Les réseaux russes de Marine Le Pen

Mediapart.fr

19 février 2014 | Par Marine Turchi
Au Parlement européen, le 2 juillet.
Au Parlement européen, le 2 juillet. © Reuters

Marine Le Pen ne se contente pas de dire tout le bien qu’elle pense de Vladimir Poutine. Son parti et son entourage cultivent de solides réseaux russes, à Paris comme à Moscou. Ces liens sont bien plus que géopolitiques.

Marine Le Pen ne se contente pas de défendre une « alliance stratégique poussée » avec la Russie et de dire toute son « admiration » pour Vladimir Poutine. Son parti et son entourage cultivent de solides réseaux russes, à Paris comme à Moscou, dans des cercles politiques et économiques. Ces liens dépassent la géopolitique.

Au cœur de ces réseaux franco-russes, on trouve Aymeric Chauprade. Éminence grise de Marine Le Pen depuis quatre ans, ce géopoliticien tient depuis l’automne un rôle officiel : il est devenu son conseiller spécial, le responsable de la fédération des Français de l’étranger, mais aussi la tête de liste FN en Île-de-France aux européennes. La présidente du FN l’a présenté le 22 janvier comme « celui qui (l’)appuie depuis plusieurs années dans (sa) réflexion sur les relations internationales » (voir la vidéo).

Ses liens avec le FN sont étroits.
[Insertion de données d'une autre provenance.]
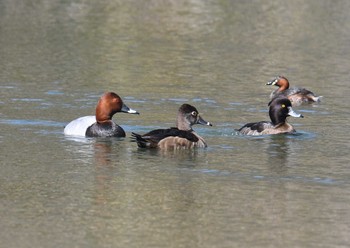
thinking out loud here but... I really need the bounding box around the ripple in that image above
[0,85,16,89]
[166,98,189,102]
[180,167,345,186]
[0,119,65,127]
[46,90,64,95]
[12,98,44,102]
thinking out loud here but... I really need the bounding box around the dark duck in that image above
[132,104,212,149]
[237,97,304,136]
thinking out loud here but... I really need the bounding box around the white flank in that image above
[64,116,96,136]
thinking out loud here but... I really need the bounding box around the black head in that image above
[268,98,303,125]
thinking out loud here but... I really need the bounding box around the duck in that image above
[131,104,212,149]
[266,76,321,106]
[237,97,304,136]
[64,92,139,137]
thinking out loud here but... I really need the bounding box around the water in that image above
[1,1,350,247]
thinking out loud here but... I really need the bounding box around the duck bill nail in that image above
[121,104,139,114]
[288,107,303,118]
[197,116,212,126]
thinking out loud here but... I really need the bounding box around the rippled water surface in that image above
[1,1,350,247]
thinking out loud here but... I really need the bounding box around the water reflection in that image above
[264,133,315,174]
[90,140,119,209]
[133,147,201,167]
[92,140,116,167]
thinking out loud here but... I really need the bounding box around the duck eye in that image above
[191,111,197,116]
[281,104,286,108]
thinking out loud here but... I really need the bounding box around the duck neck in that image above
[269,110,287,126]
[176,113,192,131]
[96,106,115,124]
[277,78,290,92]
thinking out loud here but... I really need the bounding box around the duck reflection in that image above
[266,135,290,173]
[92,139,114,167]
[90,139,123,207]
[265,133,305,174]
[132,146,202,168]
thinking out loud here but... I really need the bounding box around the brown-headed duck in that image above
[64,92,139,137]
[237,97,303,136]
[132,104,212,149]
[267,76,321,106]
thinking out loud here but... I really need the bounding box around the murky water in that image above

La trésorière de son association de financement pour la campagne des européennes de 2014, déclarée en préfecture le 30 décembre, est Yann Maréchal, la sœur cadette de Marine Le Pen, à la tête de la direction des grandes manifestations au siège du FN.

Ludovic de Danne, Marine Le Pen et Aymeric Chauprade lors de la conférence de presse internationale du FN, le 22 janvier.
Ludovic de Danne, Marine Le Pen et Aymeric Chauprade lors de la conférence de presse internationale du FN, le 22 janvier. © Capture d’écran de la vidéo du FN

Également consultant international, Chauprade bénéficie de nombreux réseaux dans les milieux militaires et de défense nationale, jusqu’à Moscou. En juin, il lance devant la Douma, le Parlement russe, son « appel de Moscou » pour soutenir « les efforts de la Russie visant à résister à l’extension mondiale voulue par l’Occident des “droits” des minorités sexuelles ». Trois mois plus tard, il est l’invité du Club Valdaï, forum international sous l’égide de Poutine.

À l’université d’été du FN, il évoque la Russie à neuf reprises et dénonce sous les applaudissements « l’acharnement de nos médias contre Poutine », « qui a pourtant redressé la Russie de manière spectaculaire depuis 1999 » (voir les images à 14’50). Partisan d’une alliance franco-russe, il s’est dit en octobre « très heureux de travailler de plus en plus avec la Russie ».

« Nos intérêts coïncident avec ceux de la Russie. Nous avons un certain nombre de Français expatriés à Moscou qui sont des relais. Nous avons aussi des contacts en France », confirme à Mediapart le député européen FN Bruno Gollnisch. Chauprade fait le lien avec la Russie, avec deux autres personnages clés : Xavier Moreau, à Moscou, et Fabrice Sorlin, à Paris. Tous se retrouvent sur le site de géopolitique du conseiller de Marine Le Pen, Realpolitik TV, dont Moreau dirige l’antenne russe (aucun des trois n’a donné suite à nos demandes d’entretien – lire notre boîte noire).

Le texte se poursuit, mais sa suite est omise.